Click pic for larger image. (SOURCE)
So last week I received a question from long-time reader Joe following my half-marathon recap asking me what I plan to do nutrition wise for the marathon given that my body is majorly rebelling against all things gel-related. And honestly, I don’t have a clue. For my last marathon, I started out on gels and had silver-dollar-sized pancakes for backup later on in the race, which I had incorporated into my training for that marathon. But for this marathon’s training, I pretty much solely relied on the gels … to be honest, I was too lazy to make the pancakes. So I don’t know if my sensitive belly will be all that welcoming to pancakes on race day, but given my issues with gels, I really don’t have much to lose do I? So yeah, I’ll probably pack a couple of the pancakes, I’ll definitely be packing a slice of white bread for “just in case” the pukey belly rears its ugly head, and yes, I will be taking my chances with the gels, because really I don’t know what else I can do. I definitely won’t be taking GU as that’s the one that really gets my stomach going, so I’ve just got to decide between the eLoad and Hammer which is the lesser evil.
What “fuels” crazy or not have you used – other than gels – for races?
ps. WE’RE GOING TO THE STANLEY CUP FINALS BABY!!!

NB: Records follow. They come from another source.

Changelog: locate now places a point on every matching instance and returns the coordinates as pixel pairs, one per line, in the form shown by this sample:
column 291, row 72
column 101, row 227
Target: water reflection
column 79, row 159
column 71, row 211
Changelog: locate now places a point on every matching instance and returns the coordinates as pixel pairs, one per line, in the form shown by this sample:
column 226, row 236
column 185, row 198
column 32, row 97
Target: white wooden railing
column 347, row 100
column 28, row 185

hahaha… NICE picture there!
I think you’re all set for your race with the exception of fueling. Lots of people take fig newtons I’ve heard but I like your pancake idea. I’ve never tried anything like that because food+me+running don’t mix well. I don’t think the gels are worth a few kms of pukey feeling though.
I’ve tried the old school – banana, fignewtowns and PB and honey sandwiches with mixed results. last year I tried cliff roks – little protien malt balls from cliff. they worked pretty good for me at least until had to DNF my ironman cause I was tossing up my cookies on the bike
Of course your laptop was for note taking ;-). Great picture!